Finding affected individuals
In FAP adenomas usually begin to develop in the large bowel in the early teens.
Those at risk of inheritance are straightforwardly the children of anyone affected
by FAP - 50% are likely to develop the condition. The traditional approach to
identification was yearly rectoscopy from around age 14, continuing either until
adenomas are seen (leading to prophylactic surgery) or until age 35, when it is
normally assumed that inheritance has not occurred if the rectum remains
normal; in our experience at St Mark’s the rectum is always affected, making
simple rigid rectoscopy the diagnostic tool. As indicated above, molecular
diagnosis has largely supplanted this practice, allowing inheritance status to be
determined in the teens, and those who have not inherited being discharged
from follow-up.
In HNPCC, even identification of those at risk for inheritance may be difficult.
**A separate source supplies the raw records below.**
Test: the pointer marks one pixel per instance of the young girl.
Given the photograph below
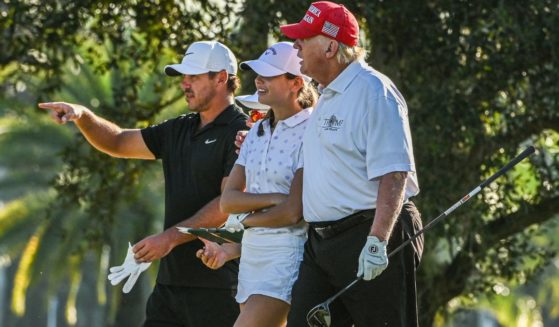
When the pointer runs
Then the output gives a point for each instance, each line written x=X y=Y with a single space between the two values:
x=270 y=168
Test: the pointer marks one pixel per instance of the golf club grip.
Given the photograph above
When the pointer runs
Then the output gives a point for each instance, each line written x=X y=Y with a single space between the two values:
x=530 y=150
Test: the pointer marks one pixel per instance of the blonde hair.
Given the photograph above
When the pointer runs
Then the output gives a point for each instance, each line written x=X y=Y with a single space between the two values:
x=306 y=98
x=307 y=95
x=345 y=54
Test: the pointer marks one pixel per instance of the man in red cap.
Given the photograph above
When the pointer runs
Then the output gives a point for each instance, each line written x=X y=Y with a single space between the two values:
x=359 y=176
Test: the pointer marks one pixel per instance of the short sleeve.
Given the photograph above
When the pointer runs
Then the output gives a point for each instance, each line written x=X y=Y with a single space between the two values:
x=243 y=154
x=155 y=137
x=300 y=161
x=389 y=145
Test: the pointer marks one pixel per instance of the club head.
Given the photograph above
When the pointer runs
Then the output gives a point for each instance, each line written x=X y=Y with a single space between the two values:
x=319 y=316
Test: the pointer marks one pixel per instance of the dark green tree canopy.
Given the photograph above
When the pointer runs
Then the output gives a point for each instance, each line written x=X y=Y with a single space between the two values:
x=479 y=78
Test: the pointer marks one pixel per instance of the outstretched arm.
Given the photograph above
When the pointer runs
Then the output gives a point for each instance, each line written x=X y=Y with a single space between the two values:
x=104 y=135
x=214 y=256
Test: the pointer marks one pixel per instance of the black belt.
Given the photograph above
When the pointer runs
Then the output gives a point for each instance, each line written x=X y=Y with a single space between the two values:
x=327 y=229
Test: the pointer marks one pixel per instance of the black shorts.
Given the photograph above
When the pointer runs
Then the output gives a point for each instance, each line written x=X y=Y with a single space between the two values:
x=330 y=263
x=170 y=306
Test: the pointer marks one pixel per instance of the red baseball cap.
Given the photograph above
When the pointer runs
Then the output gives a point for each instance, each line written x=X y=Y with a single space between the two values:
x=325 y=18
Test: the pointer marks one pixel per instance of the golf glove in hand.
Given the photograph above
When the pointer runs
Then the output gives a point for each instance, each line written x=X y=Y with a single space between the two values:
x=129 y=268
x=373 y=259
x=234 y=222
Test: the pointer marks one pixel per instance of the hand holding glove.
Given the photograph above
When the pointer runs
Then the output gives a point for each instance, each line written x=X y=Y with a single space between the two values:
x=129 y=268
x=373 y=258
x=234 y=222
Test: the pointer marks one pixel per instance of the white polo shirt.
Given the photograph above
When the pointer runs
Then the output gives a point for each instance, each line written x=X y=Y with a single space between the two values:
x=358 y=132
x=271 y=160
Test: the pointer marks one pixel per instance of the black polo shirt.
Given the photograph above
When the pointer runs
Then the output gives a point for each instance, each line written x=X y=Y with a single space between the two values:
x=194 y=164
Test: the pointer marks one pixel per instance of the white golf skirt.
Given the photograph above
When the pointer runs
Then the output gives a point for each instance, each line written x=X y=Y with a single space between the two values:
x=269 y=264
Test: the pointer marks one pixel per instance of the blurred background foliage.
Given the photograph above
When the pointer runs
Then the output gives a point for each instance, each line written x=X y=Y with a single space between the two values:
x=479 y=78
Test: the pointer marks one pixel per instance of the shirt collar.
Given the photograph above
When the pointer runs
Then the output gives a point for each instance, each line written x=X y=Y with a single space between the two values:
x=342 y=81
x=298 y=118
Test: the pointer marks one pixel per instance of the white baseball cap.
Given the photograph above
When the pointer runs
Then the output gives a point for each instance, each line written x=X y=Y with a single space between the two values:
x=279 y=59
x=251 y=101
x=202 y=57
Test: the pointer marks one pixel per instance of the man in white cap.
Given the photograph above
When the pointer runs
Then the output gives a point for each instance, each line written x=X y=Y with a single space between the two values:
x=359 y=177
x=197 y=151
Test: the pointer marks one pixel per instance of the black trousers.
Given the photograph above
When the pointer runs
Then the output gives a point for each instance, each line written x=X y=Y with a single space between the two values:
x=173 y=306
x=330 y=263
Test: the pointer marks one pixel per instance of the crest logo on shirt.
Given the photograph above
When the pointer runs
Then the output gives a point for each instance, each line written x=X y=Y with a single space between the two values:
x=332 y=123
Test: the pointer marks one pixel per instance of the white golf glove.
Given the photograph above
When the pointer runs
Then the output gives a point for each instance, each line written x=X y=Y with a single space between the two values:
x=234 y=222
x=373 y=258
x=129 y=268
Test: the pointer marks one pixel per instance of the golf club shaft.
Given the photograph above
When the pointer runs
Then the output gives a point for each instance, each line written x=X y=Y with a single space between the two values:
x=530 y=150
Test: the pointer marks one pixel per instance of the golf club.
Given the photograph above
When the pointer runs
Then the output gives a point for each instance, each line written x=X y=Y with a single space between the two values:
x=320 y=316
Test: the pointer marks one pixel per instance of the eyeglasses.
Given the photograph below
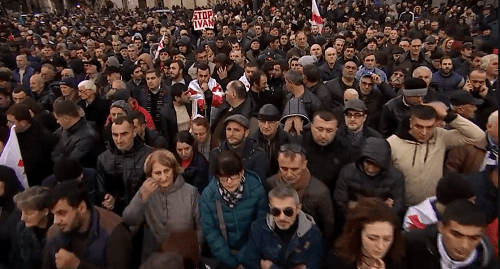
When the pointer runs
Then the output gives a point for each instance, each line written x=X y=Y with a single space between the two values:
x=236 y=177
x=354 y=115
x=276 y=212
x=295 y=148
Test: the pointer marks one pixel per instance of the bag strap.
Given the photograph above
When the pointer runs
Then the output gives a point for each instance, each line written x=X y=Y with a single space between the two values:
x=220 y=217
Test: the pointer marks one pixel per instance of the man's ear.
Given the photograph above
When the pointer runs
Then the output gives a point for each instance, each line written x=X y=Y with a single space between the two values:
x=440 y=226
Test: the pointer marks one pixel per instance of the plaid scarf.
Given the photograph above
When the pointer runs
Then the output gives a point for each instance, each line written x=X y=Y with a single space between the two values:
x=231 y=198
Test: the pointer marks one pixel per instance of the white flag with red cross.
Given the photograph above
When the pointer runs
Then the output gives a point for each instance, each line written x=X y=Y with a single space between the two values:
x=11 y=157
x=316 y=17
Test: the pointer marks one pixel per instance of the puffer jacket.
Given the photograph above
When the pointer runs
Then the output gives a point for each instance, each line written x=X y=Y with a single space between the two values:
x=424 y=252
x=422 y=163
x=305 y=247
x=353 y=182
x=238 y=219
x=27 y=244
x=254 y=158
x=123 y=172
x=80 y=142
x=174 y=210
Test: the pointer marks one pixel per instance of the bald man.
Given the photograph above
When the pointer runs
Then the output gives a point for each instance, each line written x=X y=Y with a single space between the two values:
x=23 y=72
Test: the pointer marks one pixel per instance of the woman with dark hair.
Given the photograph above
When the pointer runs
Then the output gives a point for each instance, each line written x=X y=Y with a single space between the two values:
x=165 y=204
x=9 y=186
x=372 y=238
x=30 y=230
x=229 y=204
x=194 y=163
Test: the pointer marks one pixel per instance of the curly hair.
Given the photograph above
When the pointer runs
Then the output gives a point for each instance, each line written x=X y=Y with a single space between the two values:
x=367 y=211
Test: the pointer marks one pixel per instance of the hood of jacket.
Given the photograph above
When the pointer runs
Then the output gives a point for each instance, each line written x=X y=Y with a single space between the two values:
x=377 y=150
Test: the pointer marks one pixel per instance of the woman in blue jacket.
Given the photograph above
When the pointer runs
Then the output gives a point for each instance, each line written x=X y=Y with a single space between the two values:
x=240 y=198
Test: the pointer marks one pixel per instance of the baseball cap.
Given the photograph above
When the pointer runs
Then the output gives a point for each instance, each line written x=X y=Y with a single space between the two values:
x=461 y=97
x=238 y=118
x=68 y=81
x=355 y=104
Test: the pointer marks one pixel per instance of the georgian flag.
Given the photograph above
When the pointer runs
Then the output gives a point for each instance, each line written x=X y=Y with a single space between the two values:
x=160 y=46
x=316 y=17
x=11 y=157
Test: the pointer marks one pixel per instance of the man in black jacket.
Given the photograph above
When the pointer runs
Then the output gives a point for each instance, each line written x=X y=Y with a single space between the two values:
x=78 y=139
x=398 y=108
x=326 y=153
x=339 y=85
x=151 y=137
x=122 y=166
x=176 y=116
x=35 y=143
x=254 y=158
x=456 y=242
x=312 y=80
x=270 y=135
x=372 y=175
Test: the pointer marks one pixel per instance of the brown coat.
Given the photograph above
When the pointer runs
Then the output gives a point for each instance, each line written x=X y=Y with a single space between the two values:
x=466 y=159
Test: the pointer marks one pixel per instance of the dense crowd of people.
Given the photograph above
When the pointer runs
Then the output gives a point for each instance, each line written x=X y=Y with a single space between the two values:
x=368 y=141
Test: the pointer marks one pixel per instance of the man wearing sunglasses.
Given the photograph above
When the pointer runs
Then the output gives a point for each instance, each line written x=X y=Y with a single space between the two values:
x=314 y=195
x=285 y=228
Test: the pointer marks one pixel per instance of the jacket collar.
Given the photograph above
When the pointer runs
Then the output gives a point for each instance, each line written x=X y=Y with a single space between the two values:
x=306 y=222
Those with two first degree relatives who have had bowel cancer, or the close
relatives of anyone developing bowel cancer before age 45 are at significant
risk, and should be offered colonoscopic surveillance; more limited endoscopy
is not enough. As the age of appearance of phenotypic abnormalities is
variable, three yearly colonoscopy should be instituted from age 25, and
continued for life. If other cancer sites have occurred in the pedigree,
surveillance of other organs, particularly the pelvis by endosonography, is
necessary.
Surgery in affected individuals
Affected individuals without cancer
In FAP, cancer rarely occurs before age 20, but almost always before age 40.
In those identified through early examination, prophylactic surgery can be
offered, diminishing the colorectal cancer risk by a factor of 8. The preferred
procedure at St Mark’s is total colectomy and ileorectal anastomosis; after this
procedure, which has the advantages of simplicity and good postoperative
function, the patient needs to attend six monthly for life to check on the state of
the rectum. Proctocolectomy and ileal pouch-anal anastomosis is used in some
circunstances, particularly those with dense rectal polyps, and in those thought
likely to default from regular follow-up examination; it can also be used in those
in whom the rectum later becomes densely populated by adenomas, or if
severe dysplasia or malignancy supervene.
In an HNPCC-affected individual, regular surveillance colonoscopy and
polypectomy is suitable prophylaxis in most cases, though multiple polyps,
particularly if they are sessile or severely dysplastic, may warrant surgery; in
such cases the procedures offered are the same as those used in FAP.
Affected individuals with cancer
If cancer has developed, whether the underlying diagnosis is FAP or HNPCC,
and assuming that radical removal of the primary tumour is feasible, the
segmental resection that would be sufficient in sporadic cancers is not enough.
Total colectomy should be recommended, while in those with rectal cancer, the
oncologically appropriate rectal procedure is added also.
Management of lesions outside the large bowel
In FAP patients, this includes the management of desmoid tumours and upper
GI malignancies, while in HNPCC there are ovarian, uterine, stomach and
urothelial tumours to consider. In the short time available for this lecture, these
issues will not be covered in detail.